Beginning of the end: The admissions wall

Beginning of the end: The admissions wall

It’s become a tradition for DHS to showcase both academic and personal achievements through the art of bulletin boards. There are the names of student government members hung up alongside differing drama club productions and National Honor Society fundraisers. Keeping the general student body up to date on the latest happening is a staple in school society.

For three years, I have seen each senior class go through the hurdles of college applications, teacher recommendation requests, and scholarship searches. The most that come to mind would be the honorary bulletin boards displaying student acceptance letters accompanied by their name in a yellow sash with thick, chunky black letters. As the months draw nearer to graduation month, it’s common to see the adjacent boards filled with acceptances.

In my household, I grew up learning to keep any news, good or bad, to myself in order to maintain privacy and discretion. My family holds the idea that when you reveal news too early, say a college admission without putting your deposit down, then other people’s jealousy and bad energy could hinder that. This cultural belief has never really influenced my decisions. However, it’s always in the back of my mind and has made me wary of sending in my letters.

While seeing groups of students going on to a new chapter in their lives, there are some who feel the need to make note of where everyone else is going on to.

DHS senior Shannon Mills said, “I didn’t get to do it yet, but I’m not opposed to it. To be honest, I never really notice where anyone’s going though. It’s just kind of there for me.”
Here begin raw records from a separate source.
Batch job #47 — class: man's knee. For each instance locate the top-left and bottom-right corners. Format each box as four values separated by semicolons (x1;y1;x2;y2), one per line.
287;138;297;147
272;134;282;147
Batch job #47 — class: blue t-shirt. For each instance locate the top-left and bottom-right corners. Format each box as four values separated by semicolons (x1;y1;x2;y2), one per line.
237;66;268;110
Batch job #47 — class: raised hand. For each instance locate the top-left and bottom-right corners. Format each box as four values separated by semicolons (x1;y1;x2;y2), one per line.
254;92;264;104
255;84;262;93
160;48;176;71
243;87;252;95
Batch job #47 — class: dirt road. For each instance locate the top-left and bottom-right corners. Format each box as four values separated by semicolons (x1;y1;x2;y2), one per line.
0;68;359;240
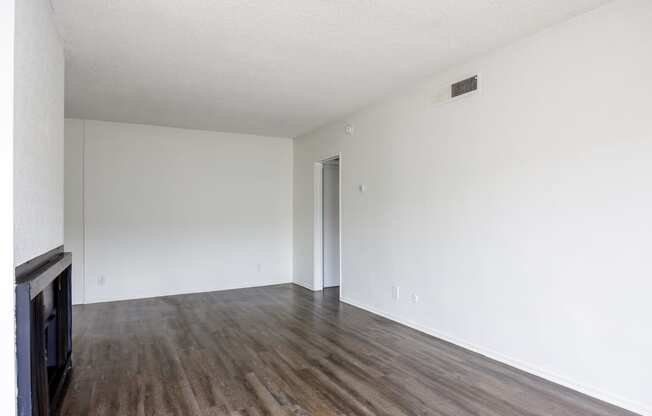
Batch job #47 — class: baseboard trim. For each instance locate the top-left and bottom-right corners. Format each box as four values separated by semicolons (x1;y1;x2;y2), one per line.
338;296;652;416
292;281;319;292
84;280;293;305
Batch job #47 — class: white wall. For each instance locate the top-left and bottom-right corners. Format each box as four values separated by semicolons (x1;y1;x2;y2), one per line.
66;120;292;302
294;0;652;414
0;0;16;416
14;0;64;265
64;119;84;304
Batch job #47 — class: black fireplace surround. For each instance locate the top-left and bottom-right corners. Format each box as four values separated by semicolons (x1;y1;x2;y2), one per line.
16;246;72;416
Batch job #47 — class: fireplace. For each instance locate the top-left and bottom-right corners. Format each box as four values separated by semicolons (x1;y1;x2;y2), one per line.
16;246;72;416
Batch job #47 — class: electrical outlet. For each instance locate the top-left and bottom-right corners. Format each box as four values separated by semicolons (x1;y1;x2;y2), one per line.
392;286;401;300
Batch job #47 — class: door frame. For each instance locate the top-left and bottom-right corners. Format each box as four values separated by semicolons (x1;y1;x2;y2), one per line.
312;153;344;292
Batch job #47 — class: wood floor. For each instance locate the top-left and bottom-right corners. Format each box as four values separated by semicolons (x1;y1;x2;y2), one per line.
60;285;632;416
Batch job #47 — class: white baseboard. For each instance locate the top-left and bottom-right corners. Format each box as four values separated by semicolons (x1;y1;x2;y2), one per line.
83;279;292;305
338;296;652;416
292;280;319;292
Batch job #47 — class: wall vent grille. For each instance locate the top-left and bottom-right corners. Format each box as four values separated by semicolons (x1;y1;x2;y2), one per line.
451;75;478;98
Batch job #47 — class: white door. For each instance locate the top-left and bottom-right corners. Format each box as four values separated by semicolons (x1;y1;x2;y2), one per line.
323;162;340;287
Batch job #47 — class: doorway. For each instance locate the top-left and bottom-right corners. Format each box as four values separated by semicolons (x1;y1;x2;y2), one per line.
312;154;343;297
322;158;340;289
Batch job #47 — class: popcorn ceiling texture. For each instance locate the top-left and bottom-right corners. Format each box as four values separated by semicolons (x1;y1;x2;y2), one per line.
52;0;607;137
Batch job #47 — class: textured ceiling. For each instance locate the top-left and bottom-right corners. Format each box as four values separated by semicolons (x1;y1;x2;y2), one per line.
51;0;607;137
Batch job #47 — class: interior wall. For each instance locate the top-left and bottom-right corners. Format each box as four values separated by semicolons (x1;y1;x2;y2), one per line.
14;0;64;265
63;119;85;305
294;0;652;414
66;120;292;303
0;0;16;416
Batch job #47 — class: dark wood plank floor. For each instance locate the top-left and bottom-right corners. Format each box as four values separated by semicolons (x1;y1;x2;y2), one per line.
60;285;632;416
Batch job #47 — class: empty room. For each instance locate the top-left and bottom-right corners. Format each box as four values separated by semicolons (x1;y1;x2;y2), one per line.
0;0;652;416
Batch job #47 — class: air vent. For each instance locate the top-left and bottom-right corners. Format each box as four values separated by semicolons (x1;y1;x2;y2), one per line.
451;75;478;98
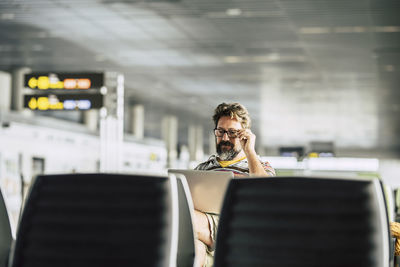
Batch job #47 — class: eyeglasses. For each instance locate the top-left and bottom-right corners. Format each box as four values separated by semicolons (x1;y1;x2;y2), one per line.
214;128;237;138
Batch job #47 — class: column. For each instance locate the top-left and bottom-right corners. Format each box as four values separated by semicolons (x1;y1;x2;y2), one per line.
11;68;31;111
83;109;99;132
162;115;178;168
131;105;144;139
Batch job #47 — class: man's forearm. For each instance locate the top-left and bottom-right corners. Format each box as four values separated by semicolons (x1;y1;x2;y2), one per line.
246;152;271;176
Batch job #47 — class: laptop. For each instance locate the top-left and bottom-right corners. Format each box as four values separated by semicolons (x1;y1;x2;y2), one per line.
168;169;233;214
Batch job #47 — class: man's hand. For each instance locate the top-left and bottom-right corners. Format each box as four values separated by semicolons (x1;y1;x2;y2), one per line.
237;129;256;156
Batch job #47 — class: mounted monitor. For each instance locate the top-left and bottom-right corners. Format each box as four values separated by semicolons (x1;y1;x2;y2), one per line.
24;93;104;110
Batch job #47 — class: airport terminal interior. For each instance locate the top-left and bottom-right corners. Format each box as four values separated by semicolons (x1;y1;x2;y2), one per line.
0;0;400;267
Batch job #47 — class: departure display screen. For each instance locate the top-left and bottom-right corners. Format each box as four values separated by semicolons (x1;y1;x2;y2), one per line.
24;73;104;90
24;93;104;110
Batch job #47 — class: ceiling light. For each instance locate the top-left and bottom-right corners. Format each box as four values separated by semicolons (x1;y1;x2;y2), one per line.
32;44;43;52
226;8;242;16
94;54;106;62
375;26;400;32
334;26;368;33
299;27;331;34
385;65;394;72
224;56;242;63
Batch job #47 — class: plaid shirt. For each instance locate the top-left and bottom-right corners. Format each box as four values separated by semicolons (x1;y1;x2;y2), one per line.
195;155;276;176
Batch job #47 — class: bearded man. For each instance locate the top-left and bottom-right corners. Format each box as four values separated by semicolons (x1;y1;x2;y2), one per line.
195;103;275;267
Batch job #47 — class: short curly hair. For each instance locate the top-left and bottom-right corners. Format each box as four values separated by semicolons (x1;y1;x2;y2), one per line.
213;103;251;129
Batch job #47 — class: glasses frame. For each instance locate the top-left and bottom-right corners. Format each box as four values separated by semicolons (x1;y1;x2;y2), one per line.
214;128;238;138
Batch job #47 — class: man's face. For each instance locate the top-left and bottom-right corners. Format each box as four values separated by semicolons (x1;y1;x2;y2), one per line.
216;116;243;160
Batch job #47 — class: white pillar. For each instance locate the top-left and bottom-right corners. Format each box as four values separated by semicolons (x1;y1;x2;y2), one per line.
162;115;178;168
0;71;11;112
11;68;31;111
131;105;144;139
100;72;124;172
83;109;99;132
188;125;204;161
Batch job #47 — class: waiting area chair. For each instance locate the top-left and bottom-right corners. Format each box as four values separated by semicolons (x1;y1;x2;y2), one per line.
214;177;390;267
10;174;178;267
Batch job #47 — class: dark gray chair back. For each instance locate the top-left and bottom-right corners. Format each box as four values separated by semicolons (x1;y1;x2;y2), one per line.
10;174;177;267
Whether or not others truly get to take a glance at each name and granted admission, there is a sense of celebration as a whole in the board. Since freshman year, there has been that expectation to finally let the rest of the building and its inhabitants know of your accomplishment. A rejoiceful moment that lasts for the rest of the school year.

It could even sway a few students into making the plunge in handing in their letters for display.

“I had walked by it so many times before senior year,” said senior Megan Lizotte. “It made me feel like I should put it up, and feel like I’m finally leaving Dartmouth High.”

As a whole, there is that overarching ideal that once you’ve been accepted into anything from a top choice school to a safety school, the announcement should be made. There is, however, the question of how many letters may be too many.

Senior Rebecca Condon said, “I’m just going to put up one letter, which I still need to do. Once you have more than five up there, I think it might be too much.”

With a plethora of seniors making plans to graduate and go straight into their first semester of college, it comes with the decision of choosing the right university to belong to. During that decision come the copious letters being handed in that could cause more space to be taken up and could discourage others.

“I like the premise of the wall, and I do want to put mine on there,” said senior Nicole Ponte, “but realistically, we only have two boards. How can we put everyone’s letters on there?”

The current senior class has a little over 250 students either awaiting letters, keeping them private, or handing them in one by one. The issue of space and abundance on the wall has to be taken into consideration if every student wishes to partake in the public celebration and pride.

In the age of technology as well, more and more students are posting their acceptances on social media such as Facebook, Snapchat, and Instagram.

As for now, the days will draw nearer to June and with that comes the elation and nostalgia in ending a monumental chapter in our lives. Whether or not students want to reveal their future to their peers is ultimately their choice.